Juan recordaba como, cuando era niño, se despertaba los fines de semana con el tintineo de las campanas de la iglesia de su barrio, era un momento placentero, un sonido entrañable, que le hacía sentirse seguro y que le animaba, aún soñoliento, a volver a acurrucarse entre las sábanas para dar esa última cabezada que tanta energía nos proporciona para empezar el día. Aquellas mañanas y aquellos recuerdos no hubieran sido los mismos sin aquel sonido y nunca supo de nadie que se hubiera quejado de esa melodía celestial, hasta que se hizo mayor. Hasta que muchas cosas empezaron a cambiar, pero no todas para bien, pensó.

Juan no era un procesionista de cuna, pero cuando comenzó a conocer la Semana Santa de su ciudad más a fondo, no pudo ni quiso evitar contagiarse del entusiasmo que desprendían los miles y miles de protagonistas de unas procesiones cuyo corazón late al ritmo de un tambor. Y se preguntaba quién podría querer silenciar el perfecto redoble que marca el camino de la más bella, ordenada y elegante de nuestras tradiciones, de una Semana Santa que aspira a ser eterna. Quizá ese sea el problema, que algunos se resisten a que dure para siempre. «¡Nos van a tener enfrente!», pensó, mientras leía incrédulo que las cofradías iban a encargar un estudio sobre la contaminación acústica (el absurdo eufemismo que se refiere al ruido de toda la vida) ante el temor a posibles denuncias de vecinos de las calles por las que transitan los cortejos.

Tan desproporcionado era todo, se dijo Juan, que ya ni siquiera podían desmadrarse en la fiesta del desmadre y los carnavaleros se veían obligados a acortar la duración de sus conciertos.

Juan no vivía en el centro de la ciudad donde se desarrollaban todas estas actividades, pero sí había comprobado cómo la zona había emergido en las dos últimas décadas, cómo sus fachadas, sus balcones, sus farolas y sus calles volvían a brillar, tras años de un apagado y abandonado color gris. Y se preguntaba si las quejas de algunos podrían imponerse a siglos de tradición y al auge de una ciudad con aires de grandeza que, a veces, se empeñaba en mostrar su pequeñez.

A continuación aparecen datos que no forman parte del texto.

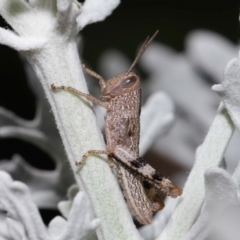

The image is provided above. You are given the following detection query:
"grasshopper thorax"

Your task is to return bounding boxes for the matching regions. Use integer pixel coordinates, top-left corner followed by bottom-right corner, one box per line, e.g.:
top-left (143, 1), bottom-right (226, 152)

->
top-left (102, 72), bottom-right (140, 101)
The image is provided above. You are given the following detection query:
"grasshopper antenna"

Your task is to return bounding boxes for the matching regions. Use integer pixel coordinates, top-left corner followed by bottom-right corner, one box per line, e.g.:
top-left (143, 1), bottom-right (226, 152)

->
top-left (127, 30), bottom-right (159, 74)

Juan entendía que todo debía tener un orden, que hasta en la fiesta hay que ser comedido, pero se le ocurrían mil soluciones antes que propiciar una progresiva decadencia, un lento regreso a otras épocas en las que transitar por el casco urbano daba miedo, antes que ir sumiendo al centro de nuevo en el lamentable estado en el que llegó a estar. Y sin que haya recuperado todo el esplendor que puede lucir.

No veía capaces a sus paisanos de permitirlo, de consentirlo, de ser cómplices, con su apatía y su silencio, de la vuelta a la degradación.

Para Juan había muchas cosas mucho más ruidosas que el repicar de unas campanas, que el fervoroso redoble de un tambor y hasta que un concierto de Carnaval o una sevillana en unas Cruces de Mayo a las que algunos ya habían crucificado. Pensó que, precisamente, las situaciones más escandalosas trataban de evitar el menor ruido, como cuando surgieron noticias de que su Ayuntamiento consintió (siempre presuntamente) que una empresa privada ocupara parte del espacio de los ciudadanos.

Juan vislumbró un aciago futuro de su ciudad, en la que comenzó a medirse todo y a prohibirse todo por los abanderados de un falso respeto. Ya había datos que señalaban una caída significativa del turismo en su Región, a pesar de que en el resto del país, persistía el auge del sector.

Y entendió que aquellos que proclamaban y defendían una falsa libertad eran quienes más limitaciones establecían, quienes transformaban a una sociedad cada vez más esclava de sí misma. Pensó en marcharse a otro lugar, hasta que comprobó que era el único que caminaba en sentido contrario y decidió dar media vuelta y quedarse, no porque se rindiera. «Las cosas se cambian desde dentro», se dijo.